Brand raised the axe then, from its forgotten place dragging behind him. He lifted it high.

“I’ve had enough of your games, fair lady,” he said to her. “Each time we meet, I shall cleave you apart, in hopes you will come to understand the new nature of our relationship.”

The Shining Lady’s eyes widened in sadness, fear and hopelessness. He knew in his heart he was a beast, an evil thing, a slayer of the helpless. He felt the burn of tears beginning to sprout from his eyes but he tried to maintain his resolve. She was manipulating him, he knew this. He squeezed harder and raised the axe higher, threatening her.

Her face melted and changed into a new form. He blinked as he recognized her. She was Telyn now.

“Stop,” he said. He did not loosen his grasp, although it hurt his mind to hurt her, she who looked like the twin of his beloved wife.

She changed a second time. Now her face was that of another he had not seen for so long. She was Oberon’s daughter who he had slain. A tiny elf maiden with silver hair, a lock of which he’d carried for years.

“I shall strike!” he shouted at her. “Let us talk as equals. No more tricks.”
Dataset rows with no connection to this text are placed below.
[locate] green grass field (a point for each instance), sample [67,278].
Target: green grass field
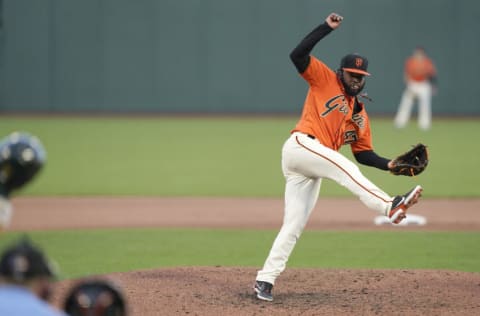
[173,156]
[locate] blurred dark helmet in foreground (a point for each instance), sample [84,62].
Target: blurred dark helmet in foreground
[95,298]
[21,157]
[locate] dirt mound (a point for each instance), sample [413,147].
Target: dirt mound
[228,291]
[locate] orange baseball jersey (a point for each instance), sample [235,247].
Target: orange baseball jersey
[328,112]
[419,69]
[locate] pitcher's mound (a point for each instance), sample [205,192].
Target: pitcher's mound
[228,291]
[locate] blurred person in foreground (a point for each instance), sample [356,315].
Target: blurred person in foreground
[95,297]
[22,156]
[420,76]
[26,281]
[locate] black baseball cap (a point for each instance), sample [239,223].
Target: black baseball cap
[24,261]
[355,63]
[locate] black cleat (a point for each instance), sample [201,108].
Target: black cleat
[263,290]
[401,203]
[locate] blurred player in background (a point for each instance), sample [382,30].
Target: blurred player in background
[26,281]
[21,158]
[420,78]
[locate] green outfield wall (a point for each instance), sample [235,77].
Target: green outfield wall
[226,56]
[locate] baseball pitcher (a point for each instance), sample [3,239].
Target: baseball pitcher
[332,116]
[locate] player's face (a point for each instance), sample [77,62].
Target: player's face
[353,82]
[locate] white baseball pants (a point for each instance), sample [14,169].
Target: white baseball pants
[305,162]
[415,90]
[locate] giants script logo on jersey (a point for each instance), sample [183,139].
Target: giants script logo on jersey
[336,102]
[359,120]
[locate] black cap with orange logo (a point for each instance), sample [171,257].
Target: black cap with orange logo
[355,63]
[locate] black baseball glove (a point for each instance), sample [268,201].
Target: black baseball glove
[412,162]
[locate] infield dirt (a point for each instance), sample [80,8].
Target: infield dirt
[228,290]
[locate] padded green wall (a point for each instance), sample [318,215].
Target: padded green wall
[228,56]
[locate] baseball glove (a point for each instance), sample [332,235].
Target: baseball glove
[412,162]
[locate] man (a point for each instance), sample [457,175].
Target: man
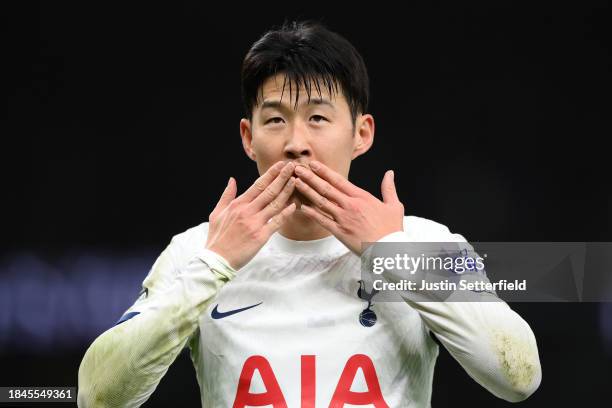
[267,294]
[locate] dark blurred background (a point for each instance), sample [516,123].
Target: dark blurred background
[120,130]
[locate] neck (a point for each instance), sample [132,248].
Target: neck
[300,227]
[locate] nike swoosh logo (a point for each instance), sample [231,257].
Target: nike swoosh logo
[216,314]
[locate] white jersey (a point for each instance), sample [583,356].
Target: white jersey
[291,329]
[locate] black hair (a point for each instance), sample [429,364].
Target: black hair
[310,55]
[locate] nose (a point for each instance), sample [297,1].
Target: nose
[298,143]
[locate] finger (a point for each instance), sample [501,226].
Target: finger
[262,182]
[323,187]
[335,179]
[278,220]
[275,206]
[228,195]
[387,188]
[274,189]
[317,199]
[324,220]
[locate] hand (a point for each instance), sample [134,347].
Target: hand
[239,227]
[350,213]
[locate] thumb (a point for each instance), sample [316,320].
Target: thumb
[388,188]
[228,195]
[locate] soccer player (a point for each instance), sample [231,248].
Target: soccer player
[267,294]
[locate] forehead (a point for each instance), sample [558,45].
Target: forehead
[279,88]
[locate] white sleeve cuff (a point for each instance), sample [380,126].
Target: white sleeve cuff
[216,263]
[399,236]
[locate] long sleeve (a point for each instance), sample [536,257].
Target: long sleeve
[123,366]
[493,344]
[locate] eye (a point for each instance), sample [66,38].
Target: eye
[317,118]
[274,120]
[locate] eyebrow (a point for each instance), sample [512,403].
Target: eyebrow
[313,101]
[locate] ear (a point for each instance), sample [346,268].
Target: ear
[364,135]
[247,138]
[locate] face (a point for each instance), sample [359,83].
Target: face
[321,129]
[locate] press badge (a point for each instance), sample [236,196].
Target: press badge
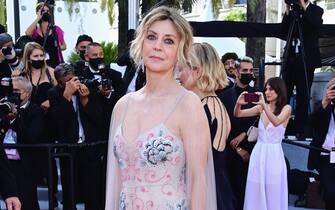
[332,155]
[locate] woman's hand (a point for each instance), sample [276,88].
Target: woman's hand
[261,100]
[244,154]
[45,105]
[237,140]
[39,14]
[241,100]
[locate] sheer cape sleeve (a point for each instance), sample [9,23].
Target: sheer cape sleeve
[200,179]
[113,179]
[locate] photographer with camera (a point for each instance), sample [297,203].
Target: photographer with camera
[9,61]
[23,125]
[108,82]
[323,124]
[301,24]
[50,36]
[8,189]
[78,117]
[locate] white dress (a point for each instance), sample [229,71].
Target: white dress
[267,175]
[151,172]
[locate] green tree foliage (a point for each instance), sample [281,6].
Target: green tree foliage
[104,4]
[2,12]
[236,15]
[110,52]
[185,5]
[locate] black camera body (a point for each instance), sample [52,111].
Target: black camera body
[106,83]
[91,84]
[293,2]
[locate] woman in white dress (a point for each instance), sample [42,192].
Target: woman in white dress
[267,174]
[159,153]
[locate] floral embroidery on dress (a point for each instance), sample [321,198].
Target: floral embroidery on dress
[117,156]
[122,201]
[181,205]
[157,149]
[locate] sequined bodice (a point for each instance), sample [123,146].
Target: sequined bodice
[152,170]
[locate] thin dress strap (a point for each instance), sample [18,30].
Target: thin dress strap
[126,109]
[174,106]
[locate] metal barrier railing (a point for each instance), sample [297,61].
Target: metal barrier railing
[53,154]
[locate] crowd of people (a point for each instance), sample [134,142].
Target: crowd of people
[177,123]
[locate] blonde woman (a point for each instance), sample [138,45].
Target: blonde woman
[203,75]
[51,37]
[40,75]
[159,148]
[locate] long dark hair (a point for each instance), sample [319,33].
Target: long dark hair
[278,85]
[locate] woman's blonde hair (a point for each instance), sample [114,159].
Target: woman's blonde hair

She changed again, and for a moment, he saw a hag of a woman, a thing of surpassing ugliness. He was so surprised, he almost let her go.

“We are not equals!” she screeched at him.

He did let her go then, and pushed her back. “Oh, but we are. If you cannot manipulate my mind and I can’t slay you with my axe, we are only capable of irritating one another. Now, kindly state your purpose.”

She was the Shining Lady again, and for once, Brand was glad of the change. “I’ve already asked you once. I would have you be my champion. I would have you take up the Black and the Amber. They are a perfect combination.”

Brand snorted. “For whom? I should have no will left at all with such powers running through my mind. I would be like a man riding two galloping horses at once, with a foot upon the back of each.”

She came a half-step closer. “Be my consort, Brand. I’m not a jealous woman. You may keep your wife and your elf-mistress both.”

“Kaavi’s not my…never mind,” Brand protested. “Why would I want a hag as my mistress at any rate?”

The Shining Lady, at his words, glared at him with such hate he felt repelled by her. He had finally struck a sore point.

“You dare?” she breathed.

“Don’t worry,” he said. “You are quite lovely to my eyes at the moment. I’m sure the axe has affected my sight.”

Her hateful stare subsided somewhat. “I find it hard to believe any woman desires one such as you,” she said. “You are heartless, cruel. A killer who leers joyfully as he strikes.”

Brand shrugged. “You’ve been eager enough for my embrace.”

She hissed at him, then walked back into the crack until she was only a glimmer. She vanished and after a time, he awoke.